Tiger Woods plays a shot at the Farmers Insurance Open. His iron play is a big reason he's won 14 majors.
Robert Beck/SI
By Peter Kostis
Sunday, March 09, 2014

With all due respect to Jimmy Walker’s incredible start to the wrap-around season—three wins in eight events—the big question at the 2014 Masters won’t be about him. It will be the same one we asked last year: Can Tiger Woods win his 15th major?

We all know that Tiger hasn’t won a major since the 2008 U.S. Open, and that he hasn’t won at Augusta since 2005, but the reasons for his prolonged drought aren’t as simple as people tend to think. The most common explanation for Tiger’s inability to win that 15th major is that he’s lost his confidence because of turmoil in his personal life, injuries, or because he’s just not playing as well as he used to. In other words, it’s all his fault. While a lack of confidence and injuries are no doubt part of the explanation, there is a much bigger reason why Woods has been stuck on 14 majors for so long: Other players are using Tiger’s game against him.

Think back to the 1997 Masters and that long stretch of years when Tiger truly dominated the game. He was able to do it because he hit shots that no one else did. Other guys couldn’t launch that high, soft 250-yard 3-iron, or drive it as far as Tiger, or play his amazing short-game shots. When you’re competing against someone who can hit shots you’re not capable of, it can be mentally devastating. You start to think, “I can’t beat this guy.” That’s the primary reason why so many players folded down the stretch against Tiger.

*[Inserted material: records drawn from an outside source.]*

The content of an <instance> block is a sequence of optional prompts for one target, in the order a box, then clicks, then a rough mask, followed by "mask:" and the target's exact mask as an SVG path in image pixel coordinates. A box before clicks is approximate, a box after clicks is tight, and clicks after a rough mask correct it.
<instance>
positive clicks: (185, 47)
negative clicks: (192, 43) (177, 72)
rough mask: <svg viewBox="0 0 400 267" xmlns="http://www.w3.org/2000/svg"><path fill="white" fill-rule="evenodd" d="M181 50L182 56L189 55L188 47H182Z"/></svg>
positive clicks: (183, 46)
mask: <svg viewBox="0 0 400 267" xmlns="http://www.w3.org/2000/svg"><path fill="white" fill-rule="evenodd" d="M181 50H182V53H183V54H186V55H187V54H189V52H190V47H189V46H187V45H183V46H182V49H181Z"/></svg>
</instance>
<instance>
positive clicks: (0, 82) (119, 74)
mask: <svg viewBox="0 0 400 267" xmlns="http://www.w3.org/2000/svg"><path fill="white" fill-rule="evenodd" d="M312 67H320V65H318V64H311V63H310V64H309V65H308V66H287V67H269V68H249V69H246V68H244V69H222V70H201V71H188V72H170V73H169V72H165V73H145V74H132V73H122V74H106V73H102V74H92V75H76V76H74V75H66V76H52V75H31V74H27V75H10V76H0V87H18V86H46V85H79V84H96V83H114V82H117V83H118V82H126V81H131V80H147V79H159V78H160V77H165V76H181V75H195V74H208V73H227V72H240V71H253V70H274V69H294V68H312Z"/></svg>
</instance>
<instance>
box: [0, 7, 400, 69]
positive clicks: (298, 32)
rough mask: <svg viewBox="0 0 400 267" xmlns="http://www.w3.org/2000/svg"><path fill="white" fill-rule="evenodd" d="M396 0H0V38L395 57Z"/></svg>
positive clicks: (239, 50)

But that’s not true anymore. In fact, Tiger’s rivals are now using his own shots against him. Phil Mickelson, Rory McIlroy, Adam Scott and Dustin Johnson are all capable of hitting the shots that Tiger used to have all to himself, thereby eroding his advantage. Equipment has also added to the narrowing of the gap, as the advent of hybrids has allowed more players to hit those high, soft, 250-yard shots. There just aren’t as many shots in Tiger’s repertoire that only he can hit. He’s become a victim of his own success.

The same thing happened with Jack Nicklaus more than a generation ago. Nicklaus bombed his drives over doglegs and hit pitches into greens when other players were hitting 5-irons. Over time, Nicklaus’s rivals adapted and learned how to play the game the same way, which made it harder for the Bear to win. The difference isn’t that Nicklaus or Tiger started playing worse, but that their rivals got better by watching them.

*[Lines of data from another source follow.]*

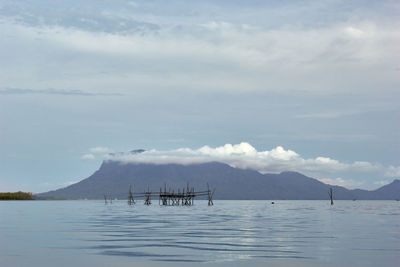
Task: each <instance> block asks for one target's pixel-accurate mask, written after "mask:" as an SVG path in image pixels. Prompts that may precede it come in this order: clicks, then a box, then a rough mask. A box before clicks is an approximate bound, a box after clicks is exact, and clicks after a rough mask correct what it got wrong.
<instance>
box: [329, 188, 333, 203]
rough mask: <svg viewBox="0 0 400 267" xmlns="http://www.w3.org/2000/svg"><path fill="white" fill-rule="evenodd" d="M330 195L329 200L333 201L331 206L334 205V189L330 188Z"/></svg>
mask: <svg viewBox="0 0 400 267" xmlns="http://www.w3.org/2000/svg"><path fill="white" fill-rule="evenodd" d="M328 194H329V198H330V199H331V205H333V189H332V187H331V188H329V192H328Z"/></svg>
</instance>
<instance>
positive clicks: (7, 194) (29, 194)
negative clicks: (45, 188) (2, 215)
mask: <svg viewBox="0 0 400 267" xmlns="http://www.w3.org/2000/svg"><path fill="white" fill-rule="evenodd" d="M0 200H33V194H32V193H27V192H22V191H18V192H15V193H11V192H7V193H0Z"/></svg>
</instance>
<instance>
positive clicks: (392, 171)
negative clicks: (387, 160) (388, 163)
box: [385, 166, 400, 178]
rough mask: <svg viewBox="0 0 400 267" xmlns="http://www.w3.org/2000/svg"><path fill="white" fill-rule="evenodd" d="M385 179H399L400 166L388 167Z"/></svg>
mask: <svg viewBox="0 0 400 267" xmlns="http://www.w3.org/2000/svg"><path fill="white" fill-rule="evenodd" d="M385 176H386V177H391V178H400V166H398V167H395V166H389V167H388V168H387V170H386V172H385Z"/></svg>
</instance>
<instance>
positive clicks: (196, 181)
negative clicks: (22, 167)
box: [36, 151, 400, 200]
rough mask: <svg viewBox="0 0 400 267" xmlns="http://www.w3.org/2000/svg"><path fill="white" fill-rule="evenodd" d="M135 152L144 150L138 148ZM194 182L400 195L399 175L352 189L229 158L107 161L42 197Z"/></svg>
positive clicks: (121, 193)
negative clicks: (220, 162)
mask: <svg viewBox="0 0 400 267" xmlns="http://www.w3.org/2000/svg"><path fill="white" fill-rule="evenodd" d="M134 153H140V152H139V151H134ZM187 183H189V184H190V186H191V187H194V188H195V189H196V190H197V191H201V190H204V189H205V187H206V183H209V184H210V185H211V186H212V187H213V188H216V193H215V198H216V199H288V200H296V199H298V200H300V199H304V200H308V199H309V200H313V199H315V200H317V199H328V198H329V196H328V190H329V188H330V187H332V188H333V192H334V199H348V200H351V199H359V200H362V199H365V200H366V199H368V200H369V199H371V200H379V199H382V200H383V199H388V200H389V199H399V198H400V180H395V181H393V182H392V183H391V184H388V185H385V186H383V187H381V188H379V189H377V190H373V191H368V190H361V189H354V190H349V189H346V188H344V187H341V186H332V185H328V184H324V183H322V182H320V181H318V180H316V179H314V178H310V177H307V176H305V175H303V174H301V173H298V172H282V173H280V174H261V173H259V172H257V171H255V170H250V169H239V168H233V167H231V166H229V165H227V164H225V163H219V162H209V163H201V164H190V165H180V164H143V163H121V162H118V161H112V160H108V161H104V162H103V163H102V165H101V167H100V169H99V170H97V171H96V172H95V173H93V174H92V175H91V176H90V177H88V178H86V179H83V180H82V181H80V182H78V183H75V184H72V185H70V186H68V187H65V188H61V189H58V190H54V191H49V192H46V193H41V194H37V195H36V196H37V197H38V198H53V199H85V198H87V199H100V198H103V196H104V194H106V195H108V196H111V197H113V198H118V199H124V198H127V195H128V190H129V186H130V185H132V186H133V187H134V191H135V192H144V190H147V188H149V189H150V190H151V191H153V192H159V190H160V187H163V186H164V184H166V185H167V188H171V190H172V189H174V190H177V189H178V188H179V189H182V188H186V184H187Z"/></svg>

So does this mean that Tiger is just another player now? Not at all. He still has 14 major championships, and on Sunday afternoon at the Masters, the guy who’s been there before always has an advantage over the guy who hasn’t. If Tiger wins at Augusta, it might free him mentally to win majors 
 No. 16, 17, 18 and even 19. And this year’s major venues set up perfectly for him: He’s already won at Augusta four times, won the 2006 British Open at Hoylake, the 2000 PGA Championship at Valhalla, and finished second at the 2005 U.S. Open and third at the 1999 U.S. Open, both at Pinehurst. But if Woods doesn’t win a major this year, the road to 18 will get much more difficult. Why? Because Tiger has already shown everyone the map to major championship success.